Dr. Abram B. Genss, assistant director, was in charge of contraceptive supplies and the administration of birth control, such as it was. He was antagonistic, disagreeable, unpleasant, shouting “Malthusianism” into my ears more times in one hour than I had heard it before in twenty years. The methods in the Moscow clinic were antiquated, and I suggested sending a physician to instruct them, but my proposal was not acceptable.

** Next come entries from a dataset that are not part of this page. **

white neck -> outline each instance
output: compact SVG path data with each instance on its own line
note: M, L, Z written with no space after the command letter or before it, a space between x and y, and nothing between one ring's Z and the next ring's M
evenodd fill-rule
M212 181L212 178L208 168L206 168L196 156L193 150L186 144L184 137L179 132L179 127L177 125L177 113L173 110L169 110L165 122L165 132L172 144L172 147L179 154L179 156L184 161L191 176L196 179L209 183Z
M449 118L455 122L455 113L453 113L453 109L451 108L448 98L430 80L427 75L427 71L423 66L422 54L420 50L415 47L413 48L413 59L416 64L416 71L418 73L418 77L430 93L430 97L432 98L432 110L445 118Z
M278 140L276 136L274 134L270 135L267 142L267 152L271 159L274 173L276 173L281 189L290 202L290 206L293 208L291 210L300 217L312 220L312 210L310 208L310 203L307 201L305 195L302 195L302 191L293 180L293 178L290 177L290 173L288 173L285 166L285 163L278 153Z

I considered Russia’s situation very serious. Her population was a matter of mathematics; it had increased some fifty million since the downfall of the Empire. Unless she looked ahead and educated her people in the problems which arose out of population, within two generations she would find herself with the same differential birth rate then existing in England and the United States. It would, however, have much more tragic consequences since it would lower the augmentation of the capable, skilled, shock troops of industry, the idealists and active, selfless workers, and would multiply from the bottom unskilled, ignorant, dull-witted workers, the superstitious element which even the greatest efforts of a Soviet dictatorship running at top speed could not pull up and out of their evolutional environment.
I really began to see Russia under another guise after we stepped on the train from Moscow to Gorky, the former Nizhni Novgorod. Around the big, city hotels vendors had been trying to dispose of soft, warm sables and gold-embroidered altar pieces evidently reft from churches, asking good prices for them. But now the peasant women offered tea cozies, wooden boxes, carved and painted, dolls, leather, brass, knickknacks for the tourist, quite unlike anything obtainable elsewhere in Europe, and always, of course, Russian blouses.
The side-wheel steamer Kommunistka, small but comfortable, was waiting to carry us down the Volga to Stalingrad. Our party occupied practically all available cabins, but hundreds of Russians were jammed on the decks. At some points the river was a mile wide as it slid between flat landscapes, limitless as far as the eye could reach. Often we overtook rafts of logs, some at least a quarter of a mile long, each bearing a diminutive house where the captain and his family lived. You could see the children scampering back and forth and the crew pushing it leisurely into the current.
We were four days in transit, passing many villages and a few towns—Kazan, Samara, and Saratov. I do not remember the cities clearly. Some places are indelible in your mind; others amount to very little. If you are searching for something and do not find it, the scene vanishes.
At every stop men and women accompanied by children and baskets of belongings were collected in hundreds. They had come a week or more early to make sure of catching the boat, spending the nights on the ground, subsisting on a loaf of bread, a tomato, or a cucumber. Their children were taken care of in the station crèche, bathed, dressed in fresh clothing, taught, directed in play, delivered to the parents just before the Kommunistka landed.
Then came the mad scramble. It was like the old days on Ellis Island when the peasants from Europe arrived, thousands of them, carrying huge bundles on their heads, shoving and rushing and jabbering in strange tongues, attempting to squeeze in. You wondered how so many people could ever get on board. They had no comforts, no room to sleep such as we. They appeared stark and hungry, while we had marvelous food, in fact too much of it. Any American planning to lose weight in Russia was badly disappointed.
Stalingrad, near the mouth of the Volga, was Russia’s greatest industrial city. Here I saw a hotel which was going up in front and falling down behind with about equal rapidity; the building material was lying in the streets. In the one in which we lodged we had to dodge spigots. Plumbing had been laid on all over the country, but the stream from any tap never by any chance landed where it was intended to. You approached cautiously, not knowing whether it would get you in the eye, in the nose, or shoot over your shoulder and hit your suitcase. The bathroom had no lock, and the attendant insisted it was his job to help patrons take a bath. I pushed on one side of the door; he on the other. I won.
At Stalingrad, as everywhere I had been before, I was looking for Russian contraceptive methods, but having been discouraged both by Dr. Kaminsky and Dr. Genss, I went at it rather carefully. When I visited the impressive new hospital I asked the superintendent, who was a gynecologist and spoke good English, whether he gave contraceptive advice.
“I do not, but we have a department of consultation.”